Saturday, November 04, 2006

No housing and little support for California foster youth aging out of care

Editorial: Foster care's future
San Francisco Chronicle, Nov. 2, 2006, pg B8.

CALIFORNIA HAS come a long way this year in reforming foster care for more than 75,000 youths. But where do these young adults go when aid drops away at 18 years of age?

There is no housing and little support when these juveniles "emancipate'' to legal adulthood. It's a problem that produces homelessness, desperation and crime. Former foster-care youths are prone to jail and life on the streets at a far greater rate than others the same age.
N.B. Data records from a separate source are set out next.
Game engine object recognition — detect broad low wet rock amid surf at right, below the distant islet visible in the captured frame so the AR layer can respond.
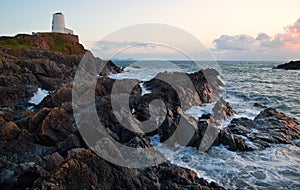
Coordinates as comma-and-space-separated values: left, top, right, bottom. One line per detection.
227, 108, 300, 149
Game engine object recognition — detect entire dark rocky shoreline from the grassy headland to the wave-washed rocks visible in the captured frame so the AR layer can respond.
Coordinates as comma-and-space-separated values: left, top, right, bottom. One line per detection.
0, 34, 300, 189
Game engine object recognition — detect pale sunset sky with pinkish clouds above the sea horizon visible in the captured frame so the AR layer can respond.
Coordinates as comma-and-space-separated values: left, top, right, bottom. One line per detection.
0, 0, 300, 61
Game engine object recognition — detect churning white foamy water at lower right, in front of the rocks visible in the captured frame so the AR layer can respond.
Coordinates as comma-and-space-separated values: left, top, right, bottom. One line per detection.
152, 145, 300, 189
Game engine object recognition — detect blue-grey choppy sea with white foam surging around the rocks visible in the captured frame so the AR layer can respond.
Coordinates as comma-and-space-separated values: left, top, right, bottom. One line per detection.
110, 61, 300, 189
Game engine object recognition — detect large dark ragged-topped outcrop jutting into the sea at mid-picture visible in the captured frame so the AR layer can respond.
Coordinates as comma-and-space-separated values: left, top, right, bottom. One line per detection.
143, 69, 224, 109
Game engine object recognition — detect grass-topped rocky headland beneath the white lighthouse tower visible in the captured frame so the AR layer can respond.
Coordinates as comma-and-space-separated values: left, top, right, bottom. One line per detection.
0, 33, 122, 105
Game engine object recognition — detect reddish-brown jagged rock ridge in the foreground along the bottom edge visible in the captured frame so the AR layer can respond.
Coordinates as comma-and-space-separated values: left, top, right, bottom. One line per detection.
34, 149, 223, 189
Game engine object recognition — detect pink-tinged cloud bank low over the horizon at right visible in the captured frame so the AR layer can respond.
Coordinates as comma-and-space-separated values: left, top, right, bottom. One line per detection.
212, 19, 300, 52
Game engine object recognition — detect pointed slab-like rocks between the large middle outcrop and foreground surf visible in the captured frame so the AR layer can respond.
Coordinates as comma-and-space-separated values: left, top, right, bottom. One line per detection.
158, 98, 237, 151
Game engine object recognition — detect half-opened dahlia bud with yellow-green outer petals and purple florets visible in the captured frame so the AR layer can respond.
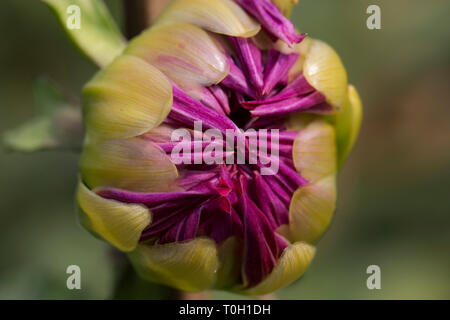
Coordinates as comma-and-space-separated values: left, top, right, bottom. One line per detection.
69, 0, 361, 295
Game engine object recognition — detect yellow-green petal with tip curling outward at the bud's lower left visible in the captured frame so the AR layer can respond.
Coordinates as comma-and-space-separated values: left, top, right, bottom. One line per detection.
77, 182, 151, 252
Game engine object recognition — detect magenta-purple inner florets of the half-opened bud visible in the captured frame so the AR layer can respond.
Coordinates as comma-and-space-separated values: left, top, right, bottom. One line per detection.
97, 0, 329, 287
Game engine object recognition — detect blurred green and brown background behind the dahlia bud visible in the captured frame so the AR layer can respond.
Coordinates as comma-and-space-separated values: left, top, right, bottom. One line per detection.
0, 0, 450, 299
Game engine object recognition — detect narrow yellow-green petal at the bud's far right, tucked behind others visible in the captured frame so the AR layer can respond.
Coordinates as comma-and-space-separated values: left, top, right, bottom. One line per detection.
335, 85, 362, 167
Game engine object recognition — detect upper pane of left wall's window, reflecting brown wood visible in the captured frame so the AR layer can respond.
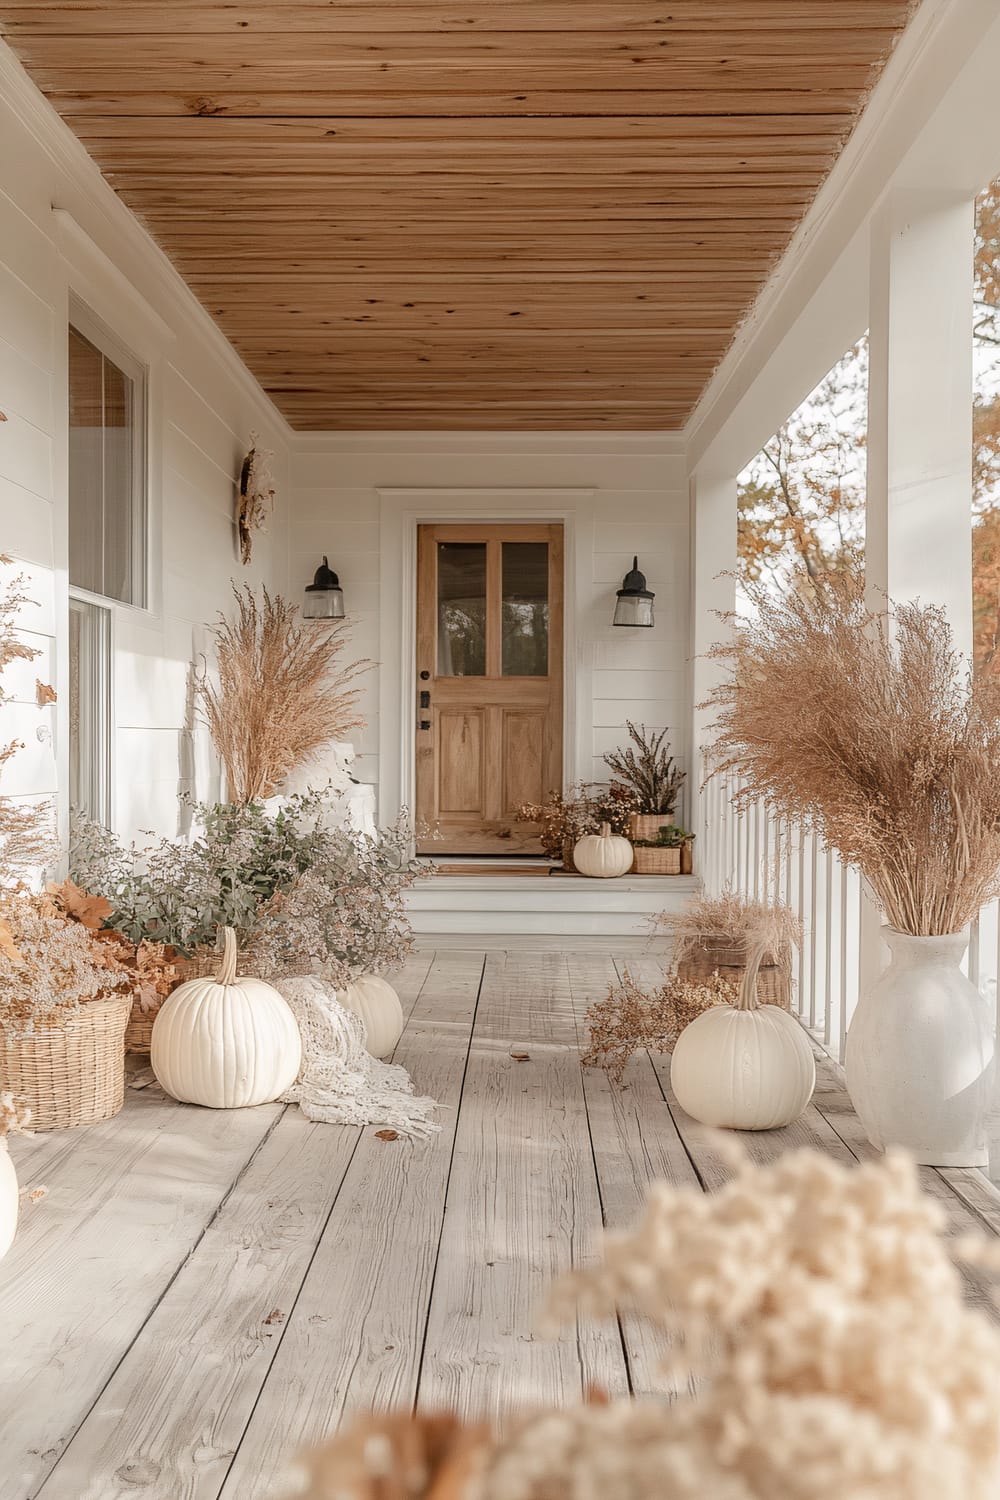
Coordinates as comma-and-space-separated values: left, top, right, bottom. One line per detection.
69, 329, 144, 605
A solution is contained in Proposition 1C, a $2.85 billion housing bond on the ballot next week. Within this package is $50 million in subsidies to developers who will include housing tabbed for former foster-care youths.

These units most likely will be slipped into larger projects aimed at, say, seniors, middle- or low-income families and the disabled -- all groups hit hard by high housing costs.

The idea is to integrate former foster youths into a broader world. These larger housing complexes would also be expected to offer job and educational counseling to help emancipated youths move ahead in life.

With foster care, there's a context to this story.

A bipartisan push succeeded in producing eight foster-care reforms signed into law this year. Gov. Arnold Schwarzenegger approved the package sent to him by the Legislature. Local lawmakers, including Assemblyman Mark Leno and former state Sen. John Burton, pushed for the changes and money to help make things work. GOP legislators also played a serious role in rewriting state laws that require county and state bureaucracies to talk to each other, a major problem in the past.

The $50 million in foster-care housing could produce 495 units, and plans call for distributing the money across the state. While the money won't entirely solve the problem of post-foster-care housing, it will make a difference in hundreds of lives.